Cezaya gerekçe gösterilen 2. fıkranın b bendi davranışın bir kitleyi aşağılayıcı ya da ahlakın temel kurallarını ihlal edici olması, c bendi davranışın sportiflik ile bağdaşmaması ve d bendi ise davranışın itibarsızlığa sebebiyet vermesine ilişkindir. Cezaya neden olarak gösterilen “Bozkurt İşareti” bu bentler bağlamında incelendiğinde bu işaretin bu bentlerin hiçbirinin kapsamına girmediği görülmektedir
Öncelikle yukarıda da ifade edildiği üzere Bozkurt, Türk kültürünün köklü bir sembolü olup başka bir etnik grup ya da millet ile herhangi bir bağlantısı bulunmadığından b bendi kapsamında aşağılayıcı bir ifade olarak değerlendirilemeyecektir. Aksi halde başka bir ülkenin sahip olduğu sembol de o ülkenin o sembolden bağımsız olarak yapmış olduğu eylemler nedeniyle o sembolün ülke tarafından kullanılmasını imkansız hale getirecektir. Bu anlayışla tarihlerinde başka ülkeler üzerinde pek çok sömürge faaliyeti gerçekleştirmiş olan Avrupa Ülkeleri’nin de bu eylemlerinden bağımsız olan sembollerini ya da diğer kültür değerlerini terk etmeleri gerekmektedir.
Merih Demiral turnuvada Türkiye Milli takımı adına mücadele etmekte olup bu bağlamda temsil ettiği ülkenin milli sembolü olan bir işaret ile gol sevincini kutlaması hayatın olağan akışında olağan kabul edilmelidir. Aksi halde geçtiğimiz yıllarda futbol ile bir ilgisi olmayan ancak ırkçı davranışlara karşı tüm dünyaya büyük bir mesaj vermeyi sağlayan “Black Lives Matter” hareketine gönderme olarak yapılan diz çökme eylemi ya da futbol maçlarından önce yapılan saygı duruşları da sportiflik ile bağdaşmayan hareketler olarak kabul edilecek ve tüm dünyaya verilen mesajın da cezai yaptırıma sebebiyet verecek bir davranış olduğu gibi kabul edilemeyecek bir sonuca ulaşılacaktır.

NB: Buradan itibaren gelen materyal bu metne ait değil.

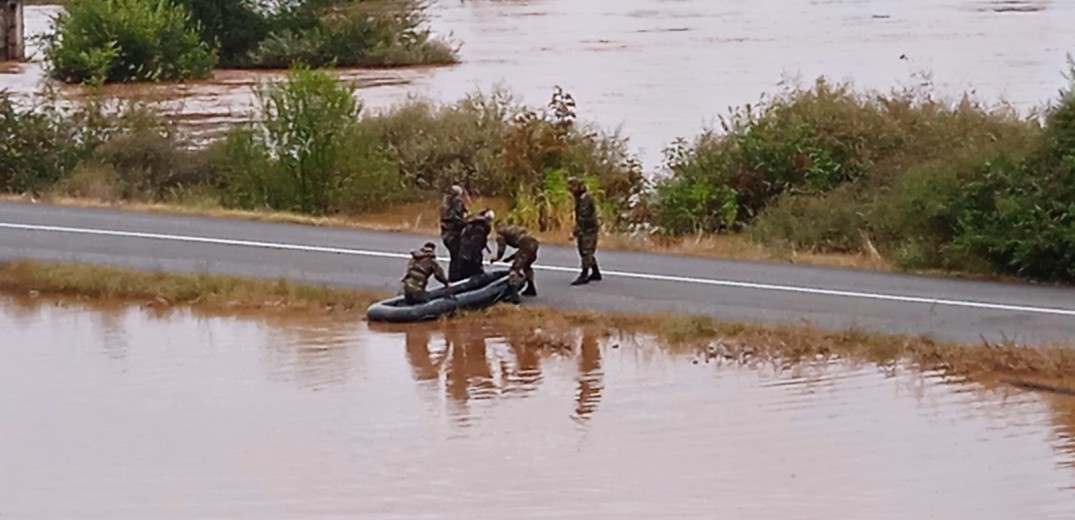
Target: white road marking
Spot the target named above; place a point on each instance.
(655, 277)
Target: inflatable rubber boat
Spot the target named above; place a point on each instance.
(477, 291)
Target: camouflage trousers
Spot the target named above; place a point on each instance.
(525, 258)
(587, 247)
(413, 293)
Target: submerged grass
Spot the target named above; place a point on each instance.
(1049, 367)
(166, 289)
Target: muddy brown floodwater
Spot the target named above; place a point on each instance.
(123, 413)
(663, 69)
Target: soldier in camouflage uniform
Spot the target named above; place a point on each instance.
(453, 220)
(585, 232)
(423, 265)
(521, 260)
(473, 243)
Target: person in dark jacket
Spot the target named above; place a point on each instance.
(453, 220)
(586, 231)
(521, 271)
(423, 265)
(472, 244)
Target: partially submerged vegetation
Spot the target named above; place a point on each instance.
(821, 173)
(712, 340)
(114, 41)
(168, 289)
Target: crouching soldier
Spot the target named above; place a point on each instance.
(423, 265)
(522, 259)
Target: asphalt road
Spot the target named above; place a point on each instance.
(633, 282)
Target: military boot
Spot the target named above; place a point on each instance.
(583, 278)
(531, 290)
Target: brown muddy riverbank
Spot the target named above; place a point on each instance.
(115, 412)
(662, 70)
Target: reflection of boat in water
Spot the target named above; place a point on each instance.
(477, 291)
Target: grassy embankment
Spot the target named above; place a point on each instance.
(1042, 367)
(819, 174)
(124, 41)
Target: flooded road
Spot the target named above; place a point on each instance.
(664, 69)
(115, 413)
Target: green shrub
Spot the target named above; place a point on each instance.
(38, 146)
(498, 147)
(813, 141)
(823, 222)
(126, 41)
(309, 154)
(350, 33)
(233, 28)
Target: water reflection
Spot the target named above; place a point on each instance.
(478, 364)
(590, 377)
(285, 416)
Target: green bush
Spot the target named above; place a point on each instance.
(827, 222)
(350, 33)
(309, 154)
(38, 146)
(498, 147)
(813, 141)
(233, 28)
(113, 41)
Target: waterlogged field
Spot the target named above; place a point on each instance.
(114, 412)
(664, 69)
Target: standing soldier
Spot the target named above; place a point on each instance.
(521, 260)
(453, 220)
(423, 265)
(585, 232)
(472, 243)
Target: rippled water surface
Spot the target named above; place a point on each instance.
(123, 413)
(663, 68)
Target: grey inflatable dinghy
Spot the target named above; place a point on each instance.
(477, 291)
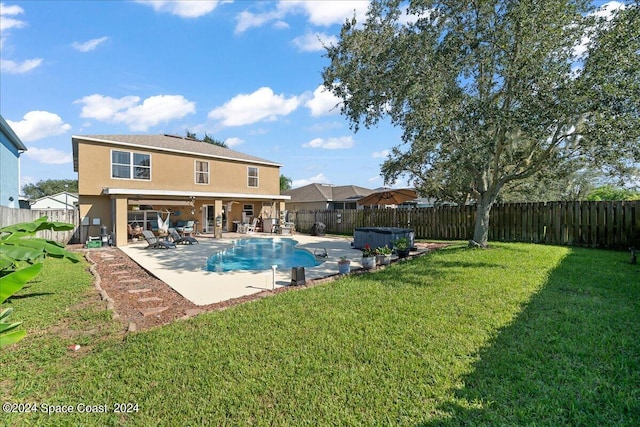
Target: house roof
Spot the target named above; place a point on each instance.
(168, 143)
(11, 136)
(327, 193)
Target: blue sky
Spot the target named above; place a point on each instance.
(245, 72)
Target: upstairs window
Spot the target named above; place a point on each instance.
(128, 165)
(202, 172)
(252, 176)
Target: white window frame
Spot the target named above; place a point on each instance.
(206, 173)
(131, 165)
(251, 177)
(248, 209)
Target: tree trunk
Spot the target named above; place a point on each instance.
(481, 230)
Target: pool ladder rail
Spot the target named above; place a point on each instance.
(320, 253)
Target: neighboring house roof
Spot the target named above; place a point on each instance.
(62, 200)
(11, 136)
(327, 193)
(169, 143)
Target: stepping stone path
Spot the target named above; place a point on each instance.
(125, 279)
(151, 311)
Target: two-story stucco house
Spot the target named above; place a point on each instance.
(10, 149)
(126, 179)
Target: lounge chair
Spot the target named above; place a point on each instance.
(184, 227)
(156, 243)
(183, 240)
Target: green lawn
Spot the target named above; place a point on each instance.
(513, 335)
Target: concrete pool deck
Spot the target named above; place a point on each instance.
(184, 268)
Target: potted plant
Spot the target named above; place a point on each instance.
(368, 257)
(383, 255)
(402, 247)
(344, 265)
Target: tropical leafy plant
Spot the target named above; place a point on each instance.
(21, 256)
(401, 244)
(383, 250)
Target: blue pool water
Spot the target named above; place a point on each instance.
(261, 254)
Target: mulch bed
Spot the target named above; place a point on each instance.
(141, 301)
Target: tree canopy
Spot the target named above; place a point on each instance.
(208, 139)
(49, 187)
(489, 93)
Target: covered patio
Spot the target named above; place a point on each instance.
(206, 212)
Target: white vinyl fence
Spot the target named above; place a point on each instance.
(10, 216)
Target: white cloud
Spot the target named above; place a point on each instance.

Buna göre Bozkurt İşareti’nin c bendine aykırılık teşkil edecek bir hareket olmadığı da açıktır. Yine hareketin açıklandığı üzere herhangi bir saldırgan tutum içermemesi, yalnızca kültürün bir dışavurumu olması da onun bir itibarsızlık ile ilişkilendirilemeyeceği anlamına gelmektedir. Aksinin kabulü UEFA tarafından Türk kültürünün bir itibarsızlık olarak anlaşıldığı anlamına gelecektir ki tarafımca UEFA tarafından böyle bir anlayışa sahip olunmadığına inanılmaktadır.
Nitekim son 8 takım içerisinde yer almayı başaran Türkiye Milli Takımı, Hollanda ile karşılaşacağı maçtan yalnızca bir gün önce bu haksız karara maruz bırakılmış ve takımın en büyük değerlerinden birinin yokluğunda çeyrek final mücadelesine çıkmak zorunda kalmıştır. Söz konusu maçta Hollanda Milli Takım oyuncusu Xavi Simons’un, Türk Milli Takım oyuncusu Mert Müldür’e maçın 30. dakikasında yapmış olduğu sert müdahale bütün futbol otoriteleri tarafından kırmızı kart olarak yorumlanmış olmasına rağmen VAR (video assistant referee) sistemi devreye girmemiş ve bu konuda da UEFA tarafından herhangi bir açıklamada bulunulmamıştır.
Tüm yasal dayanaklarımız ışığında Hollanda-Türkiye maçının Merih Demiral’ın cezasının kaldırılarak oynanacak maça dahil olacağı şekilde tekrarlanması, aksi takdirde olayın İsviçre Savcılığına taşınarak UEFA tarafından verilen karar hakkında İsviçre Borçlar Kanunu madde 49 hukuki dayanağı ile suç duyurusunda bulunacağımı bilginize sunarım.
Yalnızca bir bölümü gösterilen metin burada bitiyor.